Acid Phosphatase/Phosphotransferases from Enteric Bacteria.

We have investigated the enzymatic phosphorylation of nucleosides and found that Morganella morganii phoC acid phosphatase exhibits regioselective pyrophosphate (PPi)-nucleoside phosphotransferase activity. In this study, we isolated genes encoding an acid phosphatase with regioselective phosphotransferase activity (AP/PTase) from Providencia stuartii, Enterobacter aerogenes, Escherichia blattae and Klebsiella planticola, and compared the primary structures and enzymatic characteristics of these enzymes with those of AP/PTase (PhoC acid phosphatase) from M. morganii. The enzymes were highly homologous in primary structure with M. morganii AP/PTase, and are classified as class A1 acid phosphatases. The synthesis of inosine-5′-monophosphate (5′-IMP) by E. coli overproducing each acid phosphatase was investigated. The P. stuartii enzyme, which is most closely related to the M. morganii enzyme, exhibited high 5′-IMP productivity, similar to the M. morganii enzyme.
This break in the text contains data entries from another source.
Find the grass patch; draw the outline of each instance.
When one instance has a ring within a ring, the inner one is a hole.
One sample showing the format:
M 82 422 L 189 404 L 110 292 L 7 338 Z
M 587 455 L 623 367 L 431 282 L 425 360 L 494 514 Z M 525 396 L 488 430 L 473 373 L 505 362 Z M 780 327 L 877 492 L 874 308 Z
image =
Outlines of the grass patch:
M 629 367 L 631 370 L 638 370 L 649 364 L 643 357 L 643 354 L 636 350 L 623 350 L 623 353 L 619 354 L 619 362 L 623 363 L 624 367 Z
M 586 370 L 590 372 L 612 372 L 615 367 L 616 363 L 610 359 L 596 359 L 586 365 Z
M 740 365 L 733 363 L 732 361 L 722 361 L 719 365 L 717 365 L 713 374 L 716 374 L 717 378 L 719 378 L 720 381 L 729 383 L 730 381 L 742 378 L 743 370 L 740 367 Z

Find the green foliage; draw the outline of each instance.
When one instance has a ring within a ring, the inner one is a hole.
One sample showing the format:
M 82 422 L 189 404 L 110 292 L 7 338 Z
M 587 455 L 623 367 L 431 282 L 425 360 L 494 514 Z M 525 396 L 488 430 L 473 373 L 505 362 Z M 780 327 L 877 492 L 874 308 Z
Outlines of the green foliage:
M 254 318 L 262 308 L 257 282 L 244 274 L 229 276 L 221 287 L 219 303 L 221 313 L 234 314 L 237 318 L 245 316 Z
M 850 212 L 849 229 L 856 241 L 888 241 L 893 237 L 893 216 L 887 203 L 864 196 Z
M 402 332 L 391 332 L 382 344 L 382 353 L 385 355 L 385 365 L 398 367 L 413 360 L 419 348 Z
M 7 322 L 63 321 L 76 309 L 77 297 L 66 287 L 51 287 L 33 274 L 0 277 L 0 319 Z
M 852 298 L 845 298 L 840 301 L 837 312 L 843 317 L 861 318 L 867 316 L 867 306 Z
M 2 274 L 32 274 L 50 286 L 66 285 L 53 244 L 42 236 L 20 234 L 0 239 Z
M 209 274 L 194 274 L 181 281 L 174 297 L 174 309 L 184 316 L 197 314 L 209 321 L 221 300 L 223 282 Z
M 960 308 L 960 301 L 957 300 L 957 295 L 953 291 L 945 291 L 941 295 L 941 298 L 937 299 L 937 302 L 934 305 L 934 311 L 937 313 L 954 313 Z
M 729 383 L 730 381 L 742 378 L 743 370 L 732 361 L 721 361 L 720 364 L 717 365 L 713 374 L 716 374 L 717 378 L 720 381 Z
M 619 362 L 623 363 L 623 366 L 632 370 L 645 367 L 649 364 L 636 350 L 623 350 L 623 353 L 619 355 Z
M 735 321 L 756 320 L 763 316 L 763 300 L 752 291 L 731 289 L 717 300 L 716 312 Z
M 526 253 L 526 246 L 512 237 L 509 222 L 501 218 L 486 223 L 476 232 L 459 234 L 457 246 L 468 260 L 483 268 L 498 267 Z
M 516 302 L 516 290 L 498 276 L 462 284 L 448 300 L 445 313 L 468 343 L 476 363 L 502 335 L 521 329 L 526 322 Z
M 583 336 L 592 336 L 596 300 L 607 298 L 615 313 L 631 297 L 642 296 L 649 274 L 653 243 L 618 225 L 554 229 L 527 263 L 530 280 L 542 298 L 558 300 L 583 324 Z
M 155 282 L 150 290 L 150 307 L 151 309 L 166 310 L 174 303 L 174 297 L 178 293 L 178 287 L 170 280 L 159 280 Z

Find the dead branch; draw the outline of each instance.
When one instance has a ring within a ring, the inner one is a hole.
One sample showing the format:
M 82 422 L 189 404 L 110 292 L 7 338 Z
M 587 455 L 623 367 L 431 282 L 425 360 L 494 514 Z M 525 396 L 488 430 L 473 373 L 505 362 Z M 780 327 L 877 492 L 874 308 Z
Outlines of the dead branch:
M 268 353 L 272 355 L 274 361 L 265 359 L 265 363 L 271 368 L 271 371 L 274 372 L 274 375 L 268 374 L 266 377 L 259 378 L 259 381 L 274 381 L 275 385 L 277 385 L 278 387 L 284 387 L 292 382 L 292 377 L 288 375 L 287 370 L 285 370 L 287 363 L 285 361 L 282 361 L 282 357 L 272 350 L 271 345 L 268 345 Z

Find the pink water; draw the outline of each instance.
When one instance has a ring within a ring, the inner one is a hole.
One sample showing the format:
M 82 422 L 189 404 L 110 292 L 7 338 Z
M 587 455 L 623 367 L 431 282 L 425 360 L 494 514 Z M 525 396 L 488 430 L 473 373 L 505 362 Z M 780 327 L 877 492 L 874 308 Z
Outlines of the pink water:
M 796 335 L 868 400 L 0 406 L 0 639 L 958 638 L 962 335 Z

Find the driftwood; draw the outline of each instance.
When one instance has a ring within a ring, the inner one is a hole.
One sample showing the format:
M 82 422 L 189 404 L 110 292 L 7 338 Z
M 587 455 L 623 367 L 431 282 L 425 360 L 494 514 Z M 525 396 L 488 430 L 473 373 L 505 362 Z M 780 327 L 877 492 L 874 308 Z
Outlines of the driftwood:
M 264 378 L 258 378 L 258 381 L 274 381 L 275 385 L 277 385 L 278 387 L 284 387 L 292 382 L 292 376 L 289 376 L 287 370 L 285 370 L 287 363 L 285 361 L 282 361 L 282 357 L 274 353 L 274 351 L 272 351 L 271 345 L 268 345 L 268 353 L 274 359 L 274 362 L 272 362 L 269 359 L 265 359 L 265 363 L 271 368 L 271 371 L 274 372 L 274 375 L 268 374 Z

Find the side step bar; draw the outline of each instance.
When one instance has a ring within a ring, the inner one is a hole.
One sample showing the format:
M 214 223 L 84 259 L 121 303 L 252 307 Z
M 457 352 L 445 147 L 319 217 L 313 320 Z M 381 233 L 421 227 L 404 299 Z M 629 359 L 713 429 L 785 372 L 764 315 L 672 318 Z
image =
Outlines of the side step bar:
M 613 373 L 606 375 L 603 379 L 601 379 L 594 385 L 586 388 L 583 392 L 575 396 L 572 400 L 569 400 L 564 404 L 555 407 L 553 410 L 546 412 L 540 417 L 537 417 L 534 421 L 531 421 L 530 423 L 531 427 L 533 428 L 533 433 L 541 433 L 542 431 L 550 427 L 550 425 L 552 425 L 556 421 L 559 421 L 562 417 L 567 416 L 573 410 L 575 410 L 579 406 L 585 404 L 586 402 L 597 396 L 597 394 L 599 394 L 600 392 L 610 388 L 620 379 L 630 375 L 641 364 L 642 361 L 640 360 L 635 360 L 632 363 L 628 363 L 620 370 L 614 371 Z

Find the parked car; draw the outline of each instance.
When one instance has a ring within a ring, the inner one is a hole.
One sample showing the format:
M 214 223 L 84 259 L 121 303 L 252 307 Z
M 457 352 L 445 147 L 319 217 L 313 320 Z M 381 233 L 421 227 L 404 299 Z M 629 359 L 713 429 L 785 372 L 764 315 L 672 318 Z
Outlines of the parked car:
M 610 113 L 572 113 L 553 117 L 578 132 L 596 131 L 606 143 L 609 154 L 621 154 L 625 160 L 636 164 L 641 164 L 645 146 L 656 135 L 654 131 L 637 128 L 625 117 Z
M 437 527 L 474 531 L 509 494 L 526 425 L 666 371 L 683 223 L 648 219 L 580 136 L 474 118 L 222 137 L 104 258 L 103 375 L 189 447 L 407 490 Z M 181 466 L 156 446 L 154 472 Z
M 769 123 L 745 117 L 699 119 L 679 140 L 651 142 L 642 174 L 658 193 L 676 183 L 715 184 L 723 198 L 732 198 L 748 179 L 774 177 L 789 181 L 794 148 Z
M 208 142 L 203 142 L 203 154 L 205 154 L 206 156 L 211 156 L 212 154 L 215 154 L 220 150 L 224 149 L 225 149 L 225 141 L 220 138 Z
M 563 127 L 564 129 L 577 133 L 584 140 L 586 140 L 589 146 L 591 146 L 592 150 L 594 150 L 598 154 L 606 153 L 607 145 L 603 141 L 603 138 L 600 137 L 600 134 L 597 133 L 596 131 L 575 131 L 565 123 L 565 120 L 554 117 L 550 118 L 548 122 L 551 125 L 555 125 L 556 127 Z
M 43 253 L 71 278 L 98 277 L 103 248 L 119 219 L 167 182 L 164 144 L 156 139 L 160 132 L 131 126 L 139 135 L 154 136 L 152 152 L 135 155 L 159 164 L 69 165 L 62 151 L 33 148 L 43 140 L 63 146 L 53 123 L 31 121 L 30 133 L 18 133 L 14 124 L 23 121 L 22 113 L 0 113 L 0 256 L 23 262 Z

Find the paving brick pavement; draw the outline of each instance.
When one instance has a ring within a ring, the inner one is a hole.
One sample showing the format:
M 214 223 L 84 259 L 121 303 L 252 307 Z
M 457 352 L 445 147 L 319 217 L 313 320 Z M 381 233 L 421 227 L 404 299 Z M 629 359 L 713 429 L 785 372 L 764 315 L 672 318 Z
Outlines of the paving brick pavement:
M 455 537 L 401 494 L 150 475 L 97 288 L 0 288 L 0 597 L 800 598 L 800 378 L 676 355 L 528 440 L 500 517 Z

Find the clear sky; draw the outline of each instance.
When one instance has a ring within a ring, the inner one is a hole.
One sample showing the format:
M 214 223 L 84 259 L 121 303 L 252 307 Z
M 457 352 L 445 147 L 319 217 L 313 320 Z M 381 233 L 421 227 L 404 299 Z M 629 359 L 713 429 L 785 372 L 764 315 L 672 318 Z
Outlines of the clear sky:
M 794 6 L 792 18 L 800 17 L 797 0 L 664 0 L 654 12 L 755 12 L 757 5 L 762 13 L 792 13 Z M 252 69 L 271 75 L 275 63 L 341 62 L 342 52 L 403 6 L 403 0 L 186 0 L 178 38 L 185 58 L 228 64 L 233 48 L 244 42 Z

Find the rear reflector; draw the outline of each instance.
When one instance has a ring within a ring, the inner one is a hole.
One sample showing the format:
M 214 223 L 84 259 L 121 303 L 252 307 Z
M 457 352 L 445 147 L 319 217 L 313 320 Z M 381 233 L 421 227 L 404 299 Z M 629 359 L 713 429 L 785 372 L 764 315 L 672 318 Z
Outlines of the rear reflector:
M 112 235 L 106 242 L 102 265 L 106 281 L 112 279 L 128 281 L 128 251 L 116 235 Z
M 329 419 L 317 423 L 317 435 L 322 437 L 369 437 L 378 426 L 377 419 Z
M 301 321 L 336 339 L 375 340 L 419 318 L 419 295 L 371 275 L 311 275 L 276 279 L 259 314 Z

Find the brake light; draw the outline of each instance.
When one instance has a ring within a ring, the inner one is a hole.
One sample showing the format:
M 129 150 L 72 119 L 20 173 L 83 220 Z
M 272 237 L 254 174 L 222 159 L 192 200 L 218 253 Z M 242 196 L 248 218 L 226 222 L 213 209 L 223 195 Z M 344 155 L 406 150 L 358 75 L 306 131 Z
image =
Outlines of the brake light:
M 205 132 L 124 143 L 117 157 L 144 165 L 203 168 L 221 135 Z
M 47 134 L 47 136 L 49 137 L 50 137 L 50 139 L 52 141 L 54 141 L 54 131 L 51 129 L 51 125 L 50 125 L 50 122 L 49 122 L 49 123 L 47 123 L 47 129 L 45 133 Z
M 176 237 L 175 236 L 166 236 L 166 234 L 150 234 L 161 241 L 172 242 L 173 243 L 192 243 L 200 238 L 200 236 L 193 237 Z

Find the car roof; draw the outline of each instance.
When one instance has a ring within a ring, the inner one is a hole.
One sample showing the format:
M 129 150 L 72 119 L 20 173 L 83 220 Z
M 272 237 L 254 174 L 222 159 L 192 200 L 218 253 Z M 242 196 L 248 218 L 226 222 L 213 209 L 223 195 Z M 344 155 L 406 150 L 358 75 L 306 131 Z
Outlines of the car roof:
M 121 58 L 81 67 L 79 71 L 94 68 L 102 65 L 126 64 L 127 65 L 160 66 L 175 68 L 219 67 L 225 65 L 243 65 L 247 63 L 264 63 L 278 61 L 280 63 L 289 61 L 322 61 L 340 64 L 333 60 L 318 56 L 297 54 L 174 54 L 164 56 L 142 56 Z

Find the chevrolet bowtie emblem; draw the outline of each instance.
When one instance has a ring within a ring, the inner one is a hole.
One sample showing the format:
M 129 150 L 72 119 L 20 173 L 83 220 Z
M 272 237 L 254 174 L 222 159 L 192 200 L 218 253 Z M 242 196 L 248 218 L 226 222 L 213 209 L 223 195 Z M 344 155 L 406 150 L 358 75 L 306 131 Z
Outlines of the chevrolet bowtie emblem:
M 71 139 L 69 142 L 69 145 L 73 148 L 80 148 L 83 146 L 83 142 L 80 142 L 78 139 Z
The 5′-IMP productivities of the E. aerogenes, E. blattae and K. planticola enzymes were inferior to those of the former two enzymes. This result underlines the importance of lower Km values for efficient nucleotide production. As these enzymes exhibited a very high degree of homology at the amino acid sequence level, it is likely that local sequence differences in the binding pocket are responsible for the differences in the nucleoside-PPi phosphotransferase reaction.